Compton effect equation

1. Oct 11, 2005

asdf1

for the following question:
x-rays scattered by a crystal are assumed to undergo no change in wavelength. show that this assumption is reasonable by calculating the compton wavelength of a Na atom and comparing it with the typical x-ray wavelength of 0.1nm.

my problems:
1) why doesn't x-rays undergo any change in the first place?
2) the question doesn't give you an angle, so won't there be 2 variables in
the compton effect equation?

2. Oct 11, 2005

Staff: Mentor

The Compton wavelength of a particle is given by $\lambda_C = h/mc$ where m is the mass of the particle.
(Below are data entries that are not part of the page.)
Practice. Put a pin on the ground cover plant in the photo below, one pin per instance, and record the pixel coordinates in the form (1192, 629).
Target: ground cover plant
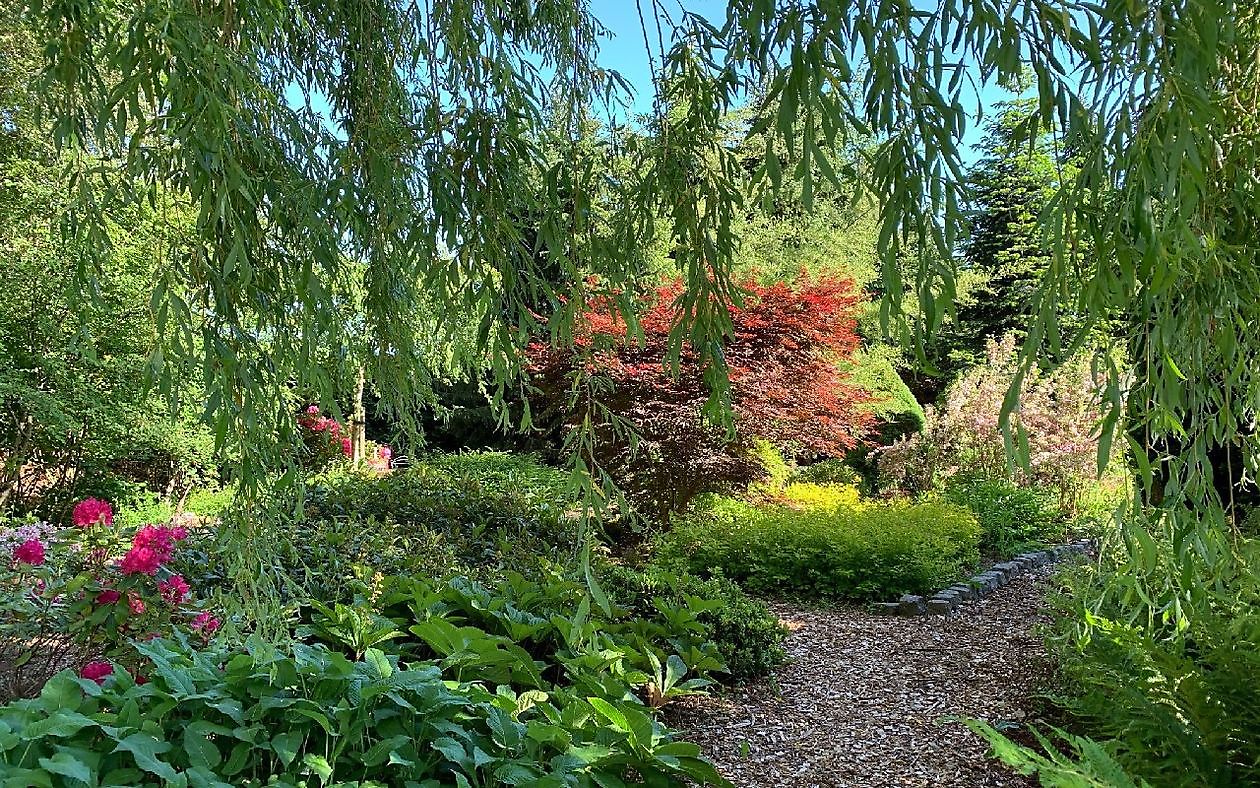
(308, 715)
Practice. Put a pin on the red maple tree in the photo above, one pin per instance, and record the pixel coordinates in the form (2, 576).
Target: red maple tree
(786, 362)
The Na atom has an atomic mass of approximately 23 amu = 23*1.66x10-27 kg.

Compare that wavelength to the 0.1 nm.

X-ray scatter (as opposed to Compton scattering) is the basis of X-ray diffraction which is used to measure the distance between atoms in a crystal, i.e. lattice constant.

The problem is not asking about Compton scattering where an electron is displaced by an X-ray.

See - http://en.wikipedia.org/wiki/X-ray_crystallography

Last edited: Oct 11, 2005
3. Oct 11, 2005

asdf1

opps~
thank you very much!!! :)

4. Oct 11, 2005

asdf1

hang on a second...
if that has nothing to do with the compton effect, then why's it called the compton wavelength?

5. Oct 11, 2005

inha

The Compton wavelength is a constant in the Compton scattering equation. By calculating it you should see that the scale of the Compton effect is small compared to the original wavelength.